While the numbers were damning, Rafalski and the DEA had another powerful piece of information: the existence of the sales rebate program at Mallinckrodt. The DEA now knew that the company had the ability to trace the path of every one of its pills to individual pharmacies and doctors’ offices through the chargeback rebate program it had set up with its network of drug distributors.

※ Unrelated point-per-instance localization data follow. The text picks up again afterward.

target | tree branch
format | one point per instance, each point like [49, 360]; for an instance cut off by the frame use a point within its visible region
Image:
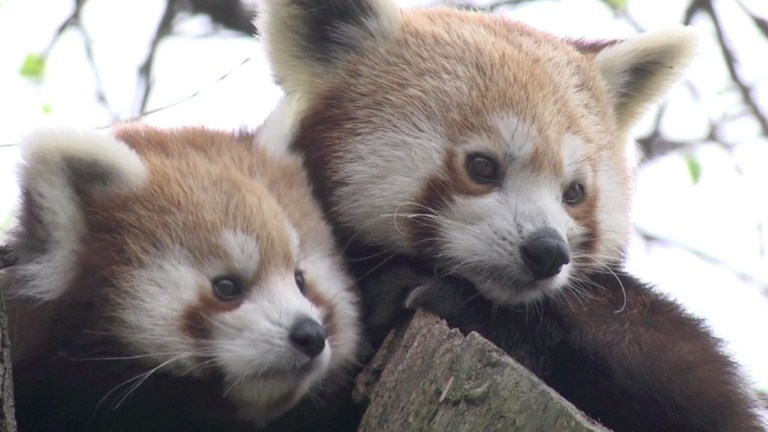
[144, 81]
[232, 14]
[730, 60]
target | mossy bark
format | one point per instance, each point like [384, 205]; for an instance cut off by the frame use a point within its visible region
[427, 377]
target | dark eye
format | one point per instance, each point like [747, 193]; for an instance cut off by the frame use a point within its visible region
[300, 282]
[574, 194]
[226, 288]
[483, 169]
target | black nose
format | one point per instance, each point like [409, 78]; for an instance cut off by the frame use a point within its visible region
[545, 253]
[308, 336]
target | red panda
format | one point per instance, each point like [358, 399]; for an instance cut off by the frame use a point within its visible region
[464, 153]
[171, 280]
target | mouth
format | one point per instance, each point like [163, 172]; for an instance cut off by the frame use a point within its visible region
[513, 291]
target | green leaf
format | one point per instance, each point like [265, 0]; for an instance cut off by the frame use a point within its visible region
[33, 66]
[617, 5]
[694, 168]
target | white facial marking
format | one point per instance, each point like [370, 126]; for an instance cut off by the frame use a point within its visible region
[252, 347]
[483, 235]
[407, 154]
[244, 252]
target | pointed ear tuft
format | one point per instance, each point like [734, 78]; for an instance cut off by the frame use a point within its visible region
[639, 70]
[59, 168]
[82, 161]
[305, 39]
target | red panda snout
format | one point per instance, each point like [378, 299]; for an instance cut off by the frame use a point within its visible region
[545, 253]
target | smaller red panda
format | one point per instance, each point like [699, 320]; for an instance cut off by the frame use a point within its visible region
[171, 280]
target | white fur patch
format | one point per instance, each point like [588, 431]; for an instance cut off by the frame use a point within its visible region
[277, 131]
[244, 252]
[150, 309]
[252, 347]
[661, 56]
[409, 153]
[46, 177]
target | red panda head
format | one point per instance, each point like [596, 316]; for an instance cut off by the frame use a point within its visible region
[496, 151]
[190, 251]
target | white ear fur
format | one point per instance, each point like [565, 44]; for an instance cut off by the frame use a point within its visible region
[305, 38]
[59, 166]
[640, 69]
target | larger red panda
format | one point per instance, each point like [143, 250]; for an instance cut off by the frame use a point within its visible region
[463, 145]
[171, 280]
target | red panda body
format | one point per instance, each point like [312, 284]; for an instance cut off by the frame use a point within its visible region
[171, 280]
[485, 164]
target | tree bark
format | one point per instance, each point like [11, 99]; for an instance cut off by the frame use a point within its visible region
[427, 377]
[7, 418]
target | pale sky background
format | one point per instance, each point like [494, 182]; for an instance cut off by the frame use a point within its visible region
[717, 216]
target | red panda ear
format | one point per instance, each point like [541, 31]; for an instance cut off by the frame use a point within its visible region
[639, 70]
[306, 39]
[60, 167]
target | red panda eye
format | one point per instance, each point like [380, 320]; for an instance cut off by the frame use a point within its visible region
[226, 288]
[574, 194]
[300, 282]
[483, 169]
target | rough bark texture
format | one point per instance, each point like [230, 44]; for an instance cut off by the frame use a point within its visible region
[426, 377]
[7, 419]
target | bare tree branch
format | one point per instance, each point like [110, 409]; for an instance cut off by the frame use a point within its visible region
[741, 274]
[173, 104]
[729, 56]
[144, 81]
[232, 14]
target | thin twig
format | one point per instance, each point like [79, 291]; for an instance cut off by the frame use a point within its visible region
[144, 82]
[173, 104]
[741, 274]
[730, 63]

On August 23, 2011, Rafalski and a team of DEA supervisors and investigators met with Mallinckrodt executives at the agency’s headquarters in Arlington. They filed into a windowless sixth-floor conference room and took their seats. Patricia Duft, Mallinckrodt’s legal counsel, led the presentation on behalf of the company. Accompanied by compliance managers and company investigators, she told the DEA team that Mallinckrodt also was concerned about some of its drug distribution customers. She said the company had set up a system to flag suspicious orders and promised to be more vigilant in the future. Still, she believed Mallinckrodt was not responsible for what happened to its pills once they went to the drug distributors.

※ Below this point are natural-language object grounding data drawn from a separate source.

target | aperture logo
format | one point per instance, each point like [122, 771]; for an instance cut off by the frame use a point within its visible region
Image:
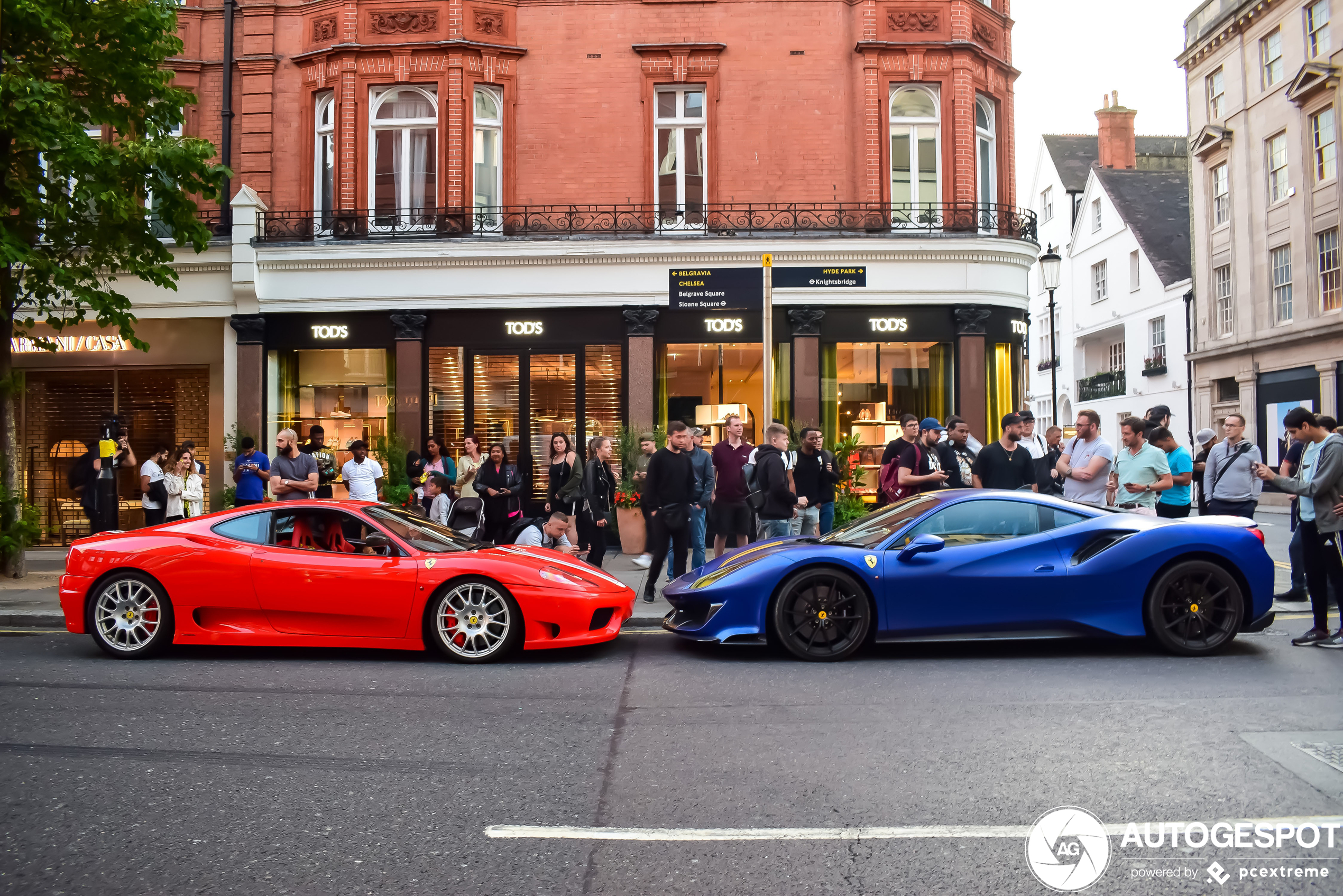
[1068, 849]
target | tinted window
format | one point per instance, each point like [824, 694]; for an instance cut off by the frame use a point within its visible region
[253, 528]
[979, 522]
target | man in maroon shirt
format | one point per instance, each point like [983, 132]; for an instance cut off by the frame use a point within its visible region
[731, 515]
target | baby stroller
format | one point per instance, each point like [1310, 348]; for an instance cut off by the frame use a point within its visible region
[468, 516]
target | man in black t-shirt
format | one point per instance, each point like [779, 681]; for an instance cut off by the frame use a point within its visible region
[1004, 464]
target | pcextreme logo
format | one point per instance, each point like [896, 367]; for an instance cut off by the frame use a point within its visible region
[1068, 849]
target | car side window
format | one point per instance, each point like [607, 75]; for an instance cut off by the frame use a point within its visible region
[978, 522]
[327, 531]
[253, 528]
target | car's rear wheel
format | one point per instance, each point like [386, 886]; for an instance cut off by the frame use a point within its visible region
[1194, 609]
[476, 621]
[821, 616]
[130, 616]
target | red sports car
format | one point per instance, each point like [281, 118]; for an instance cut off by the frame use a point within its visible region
[337, 574]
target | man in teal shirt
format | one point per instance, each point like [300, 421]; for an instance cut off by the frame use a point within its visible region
[1140, 470]
[1175, 500]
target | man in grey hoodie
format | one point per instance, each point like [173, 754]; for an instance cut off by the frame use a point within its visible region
[1318, 482]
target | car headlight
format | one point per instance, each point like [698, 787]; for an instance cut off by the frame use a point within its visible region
[560, 577]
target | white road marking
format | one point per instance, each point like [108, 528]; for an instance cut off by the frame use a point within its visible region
[919, 832]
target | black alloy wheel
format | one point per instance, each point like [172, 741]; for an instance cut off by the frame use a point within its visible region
[821, 616]
[1195, 609]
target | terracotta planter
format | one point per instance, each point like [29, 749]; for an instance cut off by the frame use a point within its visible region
[633, 535]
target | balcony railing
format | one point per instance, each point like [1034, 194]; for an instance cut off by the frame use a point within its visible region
[720, 219]
[1108, 385]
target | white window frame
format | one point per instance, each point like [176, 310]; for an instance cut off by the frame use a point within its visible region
[1100, 281]
[1221, 195]
[1280, 274]
[1279, 171]
[378, 96]
[1222, 299]
[909, 125]
[1217, 95]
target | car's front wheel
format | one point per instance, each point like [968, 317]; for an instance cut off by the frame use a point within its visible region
[476, 621]
[1194, 609]
[821, 616]
[130, 616]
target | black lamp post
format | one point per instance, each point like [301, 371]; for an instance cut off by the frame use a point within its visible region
[1051, 266]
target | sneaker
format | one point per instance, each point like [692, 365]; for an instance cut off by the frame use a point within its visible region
[1336, 641]
[1314, 636]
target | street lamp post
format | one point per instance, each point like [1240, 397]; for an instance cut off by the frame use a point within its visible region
[1050, 269]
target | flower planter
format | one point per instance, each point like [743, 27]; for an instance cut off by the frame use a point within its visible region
[633, 535]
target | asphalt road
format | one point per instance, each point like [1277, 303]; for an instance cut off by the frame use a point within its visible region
[290, 771]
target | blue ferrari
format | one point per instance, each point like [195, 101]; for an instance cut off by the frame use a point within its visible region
[974, 565]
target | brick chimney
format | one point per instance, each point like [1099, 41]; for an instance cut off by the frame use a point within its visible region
[1115, 136]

Barbara Boockholdt, chief of the DEA’s regulatory division, walked the Mallinckrodt executives through their legal responsibilities and what she and Rafalski had seen in the ARCOS database. “Fifty percent of your product is going to Florida,” she told them. Mallinckrodt executives said they would cut their production of oxycodone and stop shipping the drug to Masters. Rafalski sat in silence. He knew Mallinckrodt was in serious legal trouble. Regardless of whether they cut production or stopped sending oxycodone to certain distributors, the damage had been done. The DEA was sitting on file folders full of evidence. They’re in for an ass whooping, he thought to himself.

After the meeting, Rafalski and the other DEA team members rode an elevator up to Boockholdt’s tenth-floor office, where they were joined by Leslie Wizner, an assistant U.S. attorney in Detroit assigned to the Mallinckrodt investigation. As they discussed the meeting and plotted their next moves against Mallinckrodt, including hitting the company with another, much more expansive subpoena, the building began to shake and sway.

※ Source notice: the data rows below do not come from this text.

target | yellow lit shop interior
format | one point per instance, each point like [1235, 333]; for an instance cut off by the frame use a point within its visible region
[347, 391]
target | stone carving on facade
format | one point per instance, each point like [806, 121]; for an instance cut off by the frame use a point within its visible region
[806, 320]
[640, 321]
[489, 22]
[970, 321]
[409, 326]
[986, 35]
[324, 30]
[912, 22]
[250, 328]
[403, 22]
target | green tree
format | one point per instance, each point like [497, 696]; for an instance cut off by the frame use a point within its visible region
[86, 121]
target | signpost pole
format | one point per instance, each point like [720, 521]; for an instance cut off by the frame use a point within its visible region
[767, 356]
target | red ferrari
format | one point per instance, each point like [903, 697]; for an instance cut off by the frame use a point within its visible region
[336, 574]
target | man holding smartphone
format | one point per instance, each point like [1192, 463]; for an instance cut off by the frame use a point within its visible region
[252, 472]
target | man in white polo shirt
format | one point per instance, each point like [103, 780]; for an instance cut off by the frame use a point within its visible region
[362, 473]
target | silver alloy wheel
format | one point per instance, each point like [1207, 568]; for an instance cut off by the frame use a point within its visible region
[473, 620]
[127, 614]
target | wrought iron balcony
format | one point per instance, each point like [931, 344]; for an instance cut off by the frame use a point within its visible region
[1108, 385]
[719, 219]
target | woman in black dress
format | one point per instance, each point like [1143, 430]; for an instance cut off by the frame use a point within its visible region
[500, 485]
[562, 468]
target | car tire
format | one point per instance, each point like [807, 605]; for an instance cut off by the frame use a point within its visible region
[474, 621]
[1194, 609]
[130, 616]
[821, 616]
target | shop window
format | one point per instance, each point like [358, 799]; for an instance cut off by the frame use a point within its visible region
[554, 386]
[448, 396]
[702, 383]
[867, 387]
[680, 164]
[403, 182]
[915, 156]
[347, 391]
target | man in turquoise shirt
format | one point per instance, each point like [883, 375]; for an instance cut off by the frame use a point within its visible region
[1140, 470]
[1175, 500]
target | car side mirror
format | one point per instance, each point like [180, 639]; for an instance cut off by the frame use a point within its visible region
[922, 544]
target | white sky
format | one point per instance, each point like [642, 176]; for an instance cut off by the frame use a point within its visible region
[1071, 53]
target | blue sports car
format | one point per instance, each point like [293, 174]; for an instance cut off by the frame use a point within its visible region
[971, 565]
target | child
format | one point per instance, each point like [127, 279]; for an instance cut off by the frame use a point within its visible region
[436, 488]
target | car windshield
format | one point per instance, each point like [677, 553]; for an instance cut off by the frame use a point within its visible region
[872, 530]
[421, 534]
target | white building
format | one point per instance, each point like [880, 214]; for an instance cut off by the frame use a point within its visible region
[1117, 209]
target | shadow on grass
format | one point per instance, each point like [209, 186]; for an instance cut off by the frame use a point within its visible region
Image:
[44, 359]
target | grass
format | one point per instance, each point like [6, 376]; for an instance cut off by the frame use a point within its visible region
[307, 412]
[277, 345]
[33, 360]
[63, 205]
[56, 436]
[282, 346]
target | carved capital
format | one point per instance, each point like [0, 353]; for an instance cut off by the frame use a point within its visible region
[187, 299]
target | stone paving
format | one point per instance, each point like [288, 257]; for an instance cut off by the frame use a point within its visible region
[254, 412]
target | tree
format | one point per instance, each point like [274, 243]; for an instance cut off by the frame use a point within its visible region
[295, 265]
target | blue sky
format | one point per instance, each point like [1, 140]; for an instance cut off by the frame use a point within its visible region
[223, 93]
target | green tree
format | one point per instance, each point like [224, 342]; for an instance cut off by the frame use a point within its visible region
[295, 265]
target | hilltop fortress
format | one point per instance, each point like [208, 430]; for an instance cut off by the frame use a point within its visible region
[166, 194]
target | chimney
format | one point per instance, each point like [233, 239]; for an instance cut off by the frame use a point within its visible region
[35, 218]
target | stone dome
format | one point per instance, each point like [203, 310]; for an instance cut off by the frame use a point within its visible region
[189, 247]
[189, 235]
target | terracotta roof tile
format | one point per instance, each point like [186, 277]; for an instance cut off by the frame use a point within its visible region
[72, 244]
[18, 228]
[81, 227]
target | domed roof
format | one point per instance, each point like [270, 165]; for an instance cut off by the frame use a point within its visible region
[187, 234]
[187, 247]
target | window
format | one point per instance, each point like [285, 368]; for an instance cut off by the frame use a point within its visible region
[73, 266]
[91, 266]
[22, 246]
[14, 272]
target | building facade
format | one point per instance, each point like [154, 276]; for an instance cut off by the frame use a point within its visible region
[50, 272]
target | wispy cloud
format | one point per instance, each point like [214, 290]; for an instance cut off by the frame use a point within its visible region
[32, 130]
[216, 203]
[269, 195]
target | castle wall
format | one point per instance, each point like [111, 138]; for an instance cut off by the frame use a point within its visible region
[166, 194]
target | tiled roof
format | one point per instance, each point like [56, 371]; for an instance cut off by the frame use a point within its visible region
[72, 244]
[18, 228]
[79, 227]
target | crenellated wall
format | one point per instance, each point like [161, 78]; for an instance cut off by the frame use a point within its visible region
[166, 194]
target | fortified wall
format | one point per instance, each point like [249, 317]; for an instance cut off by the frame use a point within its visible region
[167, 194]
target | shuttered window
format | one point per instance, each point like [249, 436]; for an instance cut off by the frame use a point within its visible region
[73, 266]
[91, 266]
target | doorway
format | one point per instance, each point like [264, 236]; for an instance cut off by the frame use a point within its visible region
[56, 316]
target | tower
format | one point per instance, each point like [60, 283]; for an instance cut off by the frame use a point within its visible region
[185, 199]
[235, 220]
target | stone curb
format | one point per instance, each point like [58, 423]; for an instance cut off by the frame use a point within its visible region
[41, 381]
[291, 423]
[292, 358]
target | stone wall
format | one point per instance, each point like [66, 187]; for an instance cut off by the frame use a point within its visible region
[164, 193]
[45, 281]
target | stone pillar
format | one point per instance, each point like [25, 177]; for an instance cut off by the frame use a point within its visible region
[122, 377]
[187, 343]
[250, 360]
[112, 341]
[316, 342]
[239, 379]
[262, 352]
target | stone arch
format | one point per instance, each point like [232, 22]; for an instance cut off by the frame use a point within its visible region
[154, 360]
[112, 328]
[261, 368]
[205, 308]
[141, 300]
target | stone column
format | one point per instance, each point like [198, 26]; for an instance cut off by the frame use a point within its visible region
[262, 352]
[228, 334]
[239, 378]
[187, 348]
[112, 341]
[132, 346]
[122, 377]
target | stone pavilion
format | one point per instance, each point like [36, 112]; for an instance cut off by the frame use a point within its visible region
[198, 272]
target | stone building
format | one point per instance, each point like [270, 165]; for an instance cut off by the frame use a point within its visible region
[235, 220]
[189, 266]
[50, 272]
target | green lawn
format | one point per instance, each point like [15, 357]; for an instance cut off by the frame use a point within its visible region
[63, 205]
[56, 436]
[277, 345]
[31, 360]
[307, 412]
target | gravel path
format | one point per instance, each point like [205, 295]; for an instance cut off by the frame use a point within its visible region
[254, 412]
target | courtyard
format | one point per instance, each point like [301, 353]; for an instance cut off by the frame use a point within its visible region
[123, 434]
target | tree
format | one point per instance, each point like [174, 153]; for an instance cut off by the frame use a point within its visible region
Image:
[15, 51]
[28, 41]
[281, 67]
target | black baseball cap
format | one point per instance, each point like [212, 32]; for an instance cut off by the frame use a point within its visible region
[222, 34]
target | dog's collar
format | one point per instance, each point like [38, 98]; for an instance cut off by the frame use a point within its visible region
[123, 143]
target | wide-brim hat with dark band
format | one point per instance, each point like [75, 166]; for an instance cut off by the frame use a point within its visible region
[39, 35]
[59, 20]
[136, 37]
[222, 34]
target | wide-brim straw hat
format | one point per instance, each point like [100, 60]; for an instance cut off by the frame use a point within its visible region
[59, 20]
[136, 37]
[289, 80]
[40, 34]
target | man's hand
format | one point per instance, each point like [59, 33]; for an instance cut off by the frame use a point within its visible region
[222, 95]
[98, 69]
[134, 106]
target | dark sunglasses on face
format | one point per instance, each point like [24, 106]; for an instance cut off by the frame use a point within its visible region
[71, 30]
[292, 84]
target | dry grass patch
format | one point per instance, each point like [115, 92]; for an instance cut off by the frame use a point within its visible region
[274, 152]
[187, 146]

“Holy cow, did you feel that?” Wizner asked.

It was a rare 5.8-magnitude earthquake in the mid-Atlantic region, the epicenter a hundred miles southwest of Arlington. It cracked the marble and granite blocks of the Washington Monument and broke off three of the four spires that soar above the Washington Cathedral. It was felt as far north as Quebec and as far south as Atlanta. DEA headquarters, like so many buildings in the Washington region, was evacuated. Standing outside, Rafalski tried to lighten the mood. “Maybe it’s because we finally made a decision on Mallinckrodt,” he said.

Three weeks later, Mallinckrodt notified forty-three of its distributors that they would no longer receive rebates from the company if they continued to supply certain pharmacies whose orders appeared to be suspiciously large. But by then, the DEA and Wizner had decided to intensify their investigation. On November 30, 2011, the DEA served another subpoena on Mallinckrodt, demanding documents relating to sixteen of the largest distributors of the company’s oxycodone pills to Florida. The list included Harvard, KeySource, and Masters. It also included the Big Three distributors: McKesson, Cardinal, and AmerisourceBergen.

The subpoena delivered a gold mine of information. Buried in the hundreds of thousands of memos, sales orders, and emails was the “Doritos” exchange between Steve Cochrane at KeySource and Borelli at Mallinckrodt. Rafalski was sickened. He tucked a printout of the email into his jacket. He showed a copy to Wizner and Geldhof.

“No way,” Wizner exclaimed.

“This is game, set, match,” Geldhof said.